On 20 August 2024, a group of students in Bangladesh protested the government's decision to cancel the HSC exams. The cancellation was due to widespread protests and unrest across the country. This decision, which was aimed at maintaining public order, was met with mixed reactions. A group of students opposed the cancellation. So, the students initiated further demonstrations on 21 August in front of the Jatiya Press Club in Dhaka, demanding that the exams be rescheduled rather than canceled. Despite the protests, the Board of Intermediate and Secondary Education remained firm in its decision and published the HSC results on 15 October 2024, using a subject mapping method.

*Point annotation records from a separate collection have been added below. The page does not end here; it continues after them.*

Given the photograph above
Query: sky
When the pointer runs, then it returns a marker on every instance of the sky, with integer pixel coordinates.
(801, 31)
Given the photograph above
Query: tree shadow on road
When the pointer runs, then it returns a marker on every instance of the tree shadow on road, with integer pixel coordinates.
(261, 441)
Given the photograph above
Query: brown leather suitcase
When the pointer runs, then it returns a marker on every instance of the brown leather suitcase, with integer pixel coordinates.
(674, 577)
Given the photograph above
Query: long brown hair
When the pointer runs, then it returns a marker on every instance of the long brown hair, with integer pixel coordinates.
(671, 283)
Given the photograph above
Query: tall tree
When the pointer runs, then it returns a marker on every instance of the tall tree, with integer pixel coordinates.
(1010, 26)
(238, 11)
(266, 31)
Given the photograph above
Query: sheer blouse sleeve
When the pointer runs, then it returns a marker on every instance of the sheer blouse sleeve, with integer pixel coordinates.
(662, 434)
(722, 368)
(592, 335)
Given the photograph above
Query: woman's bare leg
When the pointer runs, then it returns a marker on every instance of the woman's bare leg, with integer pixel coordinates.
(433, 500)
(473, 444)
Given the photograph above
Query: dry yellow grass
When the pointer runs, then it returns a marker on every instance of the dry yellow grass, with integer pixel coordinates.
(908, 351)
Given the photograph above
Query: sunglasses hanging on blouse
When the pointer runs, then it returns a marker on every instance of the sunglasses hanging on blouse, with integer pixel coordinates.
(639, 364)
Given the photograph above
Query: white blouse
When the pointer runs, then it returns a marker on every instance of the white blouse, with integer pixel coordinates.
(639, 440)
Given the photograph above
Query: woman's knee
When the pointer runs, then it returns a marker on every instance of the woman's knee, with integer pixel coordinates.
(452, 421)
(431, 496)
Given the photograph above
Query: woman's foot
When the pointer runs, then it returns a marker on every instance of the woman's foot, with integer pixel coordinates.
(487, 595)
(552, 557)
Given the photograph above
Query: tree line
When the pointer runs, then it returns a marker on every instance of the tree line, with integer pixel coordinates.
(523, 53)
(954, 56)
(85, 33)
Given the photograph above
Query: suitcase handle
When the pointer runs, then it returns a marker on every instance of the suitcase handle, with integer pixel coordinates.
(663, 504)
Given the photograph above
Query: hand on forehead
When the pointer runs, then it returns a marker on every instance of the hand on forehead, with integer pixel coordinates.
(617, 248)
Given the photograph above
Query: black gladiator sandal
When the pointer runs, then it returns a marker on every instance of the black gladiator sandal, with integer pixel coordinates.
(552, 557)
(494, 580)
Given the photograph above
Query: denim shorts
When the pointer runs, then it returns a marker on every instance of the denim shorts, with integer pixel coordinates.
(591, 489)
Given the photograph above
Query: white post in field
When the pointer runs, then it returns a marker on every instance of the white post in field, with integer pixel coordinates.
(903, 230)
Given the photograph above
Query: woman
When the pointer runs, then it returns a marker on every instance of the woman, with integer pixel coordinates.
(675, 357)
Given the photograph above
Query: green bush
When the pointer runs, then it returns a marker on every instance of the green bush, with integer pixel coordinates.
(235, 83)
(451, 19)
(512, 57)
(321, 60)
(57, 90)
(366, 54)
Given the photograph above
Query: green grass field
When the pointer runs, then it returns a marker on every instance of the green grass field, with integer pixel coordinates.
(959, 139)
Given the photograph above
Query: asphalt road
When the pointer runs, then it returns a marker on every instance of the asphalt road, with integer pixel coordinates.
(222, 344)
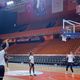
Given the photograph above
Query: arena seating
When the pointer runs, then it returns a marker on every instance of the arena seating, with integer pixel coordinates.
(48, 60)
(48, 47)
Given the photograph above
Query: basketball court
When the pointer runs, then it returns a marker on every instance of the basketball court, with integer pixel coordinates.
(18, 71)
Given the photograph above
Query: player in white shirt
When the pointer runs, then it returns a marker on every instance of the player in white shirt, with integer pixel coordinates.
(70, 61)
(31, 63)
(2, 60)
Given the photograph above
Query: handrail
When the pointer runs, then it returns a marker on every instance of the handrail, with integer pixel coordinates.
(30, 33)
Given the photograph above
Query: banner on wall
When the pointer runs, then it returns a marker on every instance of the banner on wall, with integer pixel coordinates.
(48, 37)
(31, 39)
(57, 6)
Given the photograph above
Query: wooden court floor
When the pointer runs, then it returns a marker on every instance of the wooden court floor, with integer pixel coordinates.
(19, 71)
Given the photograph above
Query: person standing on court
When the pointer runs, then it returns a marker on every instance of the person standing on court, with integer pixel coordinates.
(70, 60)
(2, 59)
(31, 63)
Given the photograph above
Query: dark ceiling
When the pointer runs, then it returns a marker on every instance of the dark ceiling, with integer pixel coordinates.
(25, 13)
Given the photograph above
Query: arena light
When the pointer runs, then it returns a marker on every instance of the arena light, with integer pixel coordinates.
(10, 3)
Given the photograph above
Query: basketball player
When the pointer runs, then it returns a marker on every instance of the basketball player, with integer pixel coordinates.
(70, 61)
(2, 60)
(31, 63)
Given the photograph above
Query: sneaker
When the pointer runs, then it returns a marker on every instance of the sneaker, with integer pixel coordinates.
(66, 72)
(34, 74)
(72, 74)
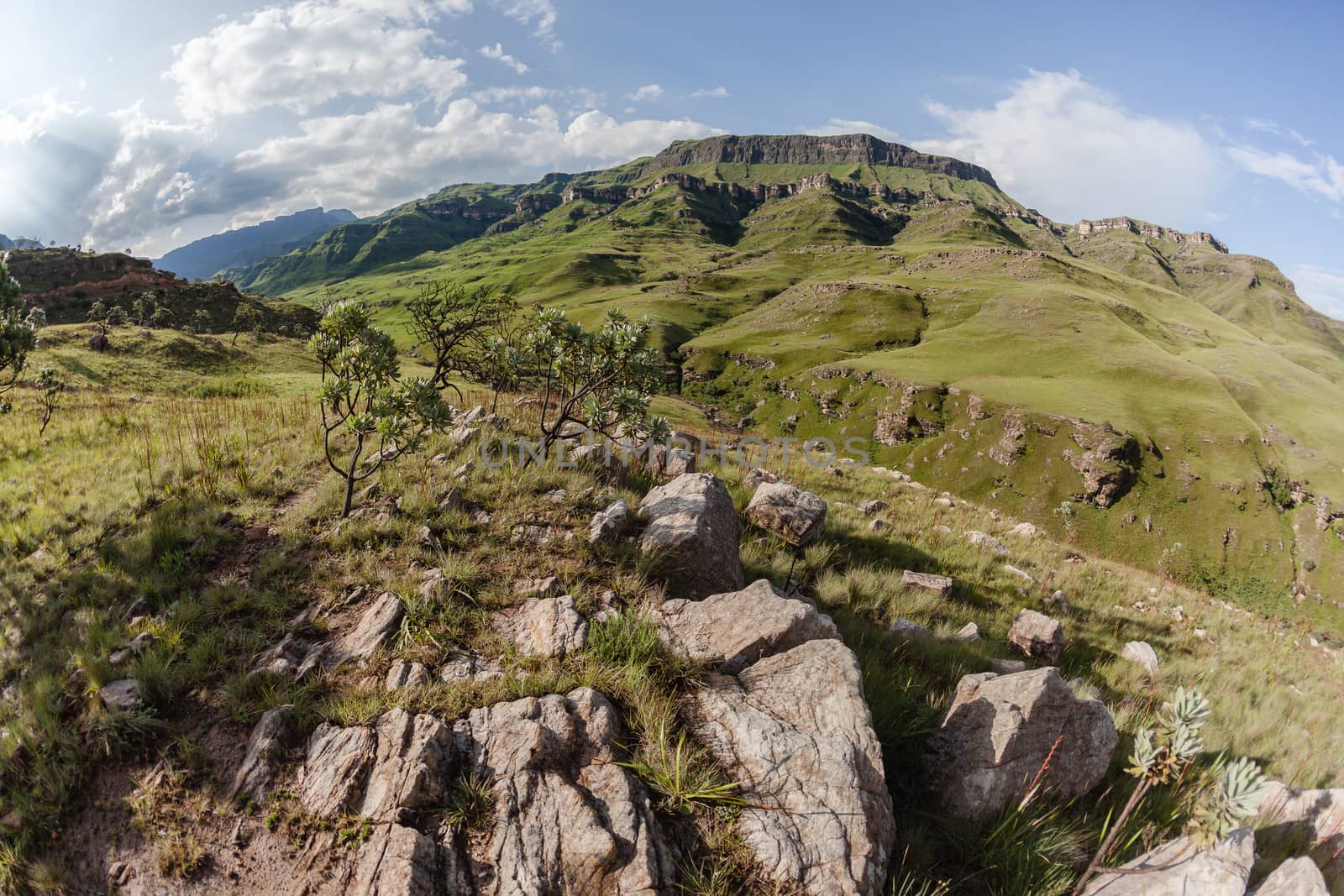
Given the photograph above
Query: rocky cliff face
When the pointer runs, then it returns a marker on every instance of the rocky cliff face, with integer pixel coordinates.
(812, 150)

On 20 October 2024, students gathered at the Board of Intermediate and Secondary Education, Dhaka, to demand a re-evaluation of the results, which they characterized as discriminatory. During the protest, students broke tables and chairs in the board office as tensions grew, leading to claims of vandalism against the officials who were there. The demonstrators, consisting of students who had failed or received unsatisfactory grades in the 2024 Higher Secondary Certificate (HSC) examinations, entered the premises, leading to physical altercations and damage to office property. Board officials stated that a group of students entered restricted areas and caused significant damage to office property, including the chairman's office. The chairman of the Dhaka Education Board, Professor Tapan Kumar Sarkar, later announced his resignation amid the protests, stating that he would submit his resignation letter to the education minister and address the student's demands.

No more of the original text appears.